I am not a clever person, and I know it. That makes me cleverer than most. I am also not at all vain; in fact, once I was almost wrong about something.
But that's what I think religious faith is all about: vanity. What else can be the cause of so many people refusing logic against all odds and insisting there is a god -- especially theirs?
What else makes people advertise slogans of god this and god that on their cars and homes, proclaiming to anyone that will only listen, that this or that is what god really meant -- if they honestly didn't believe they had inside knowledge of the deity. In my book, that makes them incredibly vain.
Isn't it just plain vanity when so many people swear and bullshit their way through the week, only to humbly dress up and go to church on Sunday so one and all can see how dedicated they are?
Or what about the boxers / football teams / opposing armies that sincerely pray and believe that god will be on their side during the upcoming confrontation? Is this not vanity par excellence? Ever notice how they thank their god if for some reason they actually won the confrontation, but never denounce him when they didn't?
But in my view, the biggest vanity of all is the religionist's view of self-importance, in the face of the size and age of the universe.
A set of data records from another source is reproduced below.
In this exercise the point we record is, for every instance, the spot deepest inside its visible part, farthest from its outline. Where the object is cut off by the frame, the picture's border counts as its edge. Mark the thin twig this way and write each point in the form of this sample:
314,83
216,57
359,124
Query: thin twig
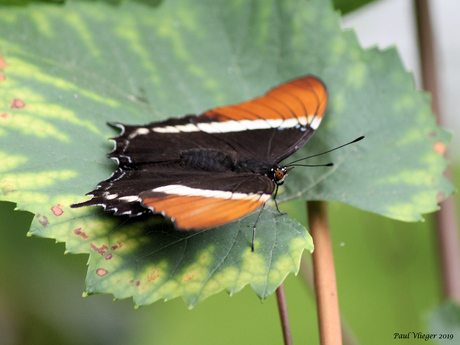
306,272
324,274
447,231
282,307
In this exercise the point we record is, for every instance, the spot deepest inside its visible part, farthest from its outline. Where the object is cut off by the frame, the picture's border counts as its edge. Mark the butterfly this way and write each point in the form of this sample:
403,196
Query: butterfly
211,169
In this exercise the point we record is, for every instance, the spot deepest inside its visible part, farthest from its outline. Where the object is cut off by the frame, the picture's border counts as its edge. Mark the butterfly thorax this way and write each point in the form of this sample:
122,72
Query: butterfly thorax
216,161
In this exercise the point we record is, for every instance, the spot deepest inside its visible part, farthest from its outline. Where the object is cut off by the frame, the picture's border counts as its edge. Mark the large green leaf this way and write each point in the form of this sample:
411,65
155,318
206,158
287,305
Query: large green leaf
70,69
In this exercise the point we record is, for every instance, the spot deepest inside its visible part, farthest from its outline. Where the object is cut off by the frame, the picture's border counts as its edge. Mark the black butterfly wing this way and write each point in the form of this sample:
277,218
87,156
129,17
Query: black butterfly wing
190,169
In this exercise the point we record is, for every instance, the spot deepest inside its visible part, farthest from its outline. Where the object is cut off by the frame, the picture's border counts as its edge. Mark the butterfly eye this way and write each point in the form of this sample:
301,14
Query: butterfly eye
278,175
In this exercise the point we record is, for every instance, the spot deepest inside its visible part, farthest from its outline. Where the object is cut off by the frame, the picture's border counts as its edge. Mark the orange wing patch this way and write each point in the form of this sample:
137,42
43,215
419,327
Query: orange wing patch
303,97
198,212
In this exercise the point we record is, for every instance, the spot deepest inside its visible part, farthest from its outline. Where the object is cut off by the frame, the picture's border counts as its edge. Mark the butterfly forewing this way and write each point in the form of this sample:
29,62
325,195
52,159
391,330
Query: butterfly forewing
207,170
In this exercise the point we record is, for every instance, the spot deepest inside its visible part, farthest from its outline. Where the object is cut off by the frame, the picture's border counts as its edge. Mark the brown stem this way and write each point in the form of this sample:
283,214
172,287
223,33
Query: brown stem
447,232
282,307
324,274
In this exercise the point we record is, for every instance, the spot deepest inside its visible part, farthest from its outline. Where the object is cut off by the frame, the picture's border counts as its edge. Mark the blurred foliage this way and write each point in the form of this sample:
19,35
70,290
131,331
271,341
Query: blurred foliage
387,274
346,6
To really think that a god would even be remotely interested in one specific human being amongst the trillions and trillions and trillions of stars and galaxies over a time span of billions of years goes even beyond my limited mental capacity.
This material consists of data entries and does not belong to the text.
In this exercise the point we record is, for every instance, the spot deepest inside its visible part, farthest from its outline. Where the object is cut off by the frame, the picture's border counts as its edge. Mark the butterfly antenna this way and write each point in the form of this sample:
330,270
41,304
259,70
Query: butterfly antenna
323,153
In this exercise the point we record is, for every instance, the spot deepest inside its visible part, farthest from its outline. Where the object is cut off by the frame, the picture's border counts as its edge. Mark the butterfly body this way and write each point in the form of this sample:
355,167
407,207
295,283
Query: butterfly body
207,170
But then, I am not a clever person.
I was nine years old when, as a one of the 'privileged white minority' in South Africa, I read a poem by a black man, the gist of which was "the dice fell wrong for us, that's all, that's all…." I guess it was then that I started questioning everything I was taught.
I was nineteen when I went into the army and joined the Jewish faith as well as Seventh Day Adventists just to have Fridays and Saturdays free…and started learning about religious manipulation.
Then I went to university and learned that everybody had a "right," and that what's right for me may not be right for you -- but we both have the right to believe whatever we want.
Then I saw the movie Gandhi - and heard him say "an eye for an eye just makes everybody blind." Then in rapid succession, my very religious father committed suicide, my very religious mother remarried, and I was told by the doctors that I had six months to live.
So, much as Winston Churchill reputedly said on his deathbed when he was asked why he didn't renounce the devil, I thought by myself, "this is no time to make new enemies," and so I did some serious investigation into every damn god I could find. Shucks, I even followed a car with a bumper sticker that said "Jesus never fails" until I ran out of petrol. Nothing ever gave me reason to think that there was more than vanity at the heart of things.
Now, three years later, I have a new kidney, god doesn't exist, and the dice fell right for the disadvantaged in my country.
It didn't take me becoming extraordinarily clever to figure things out. It was all just growing up.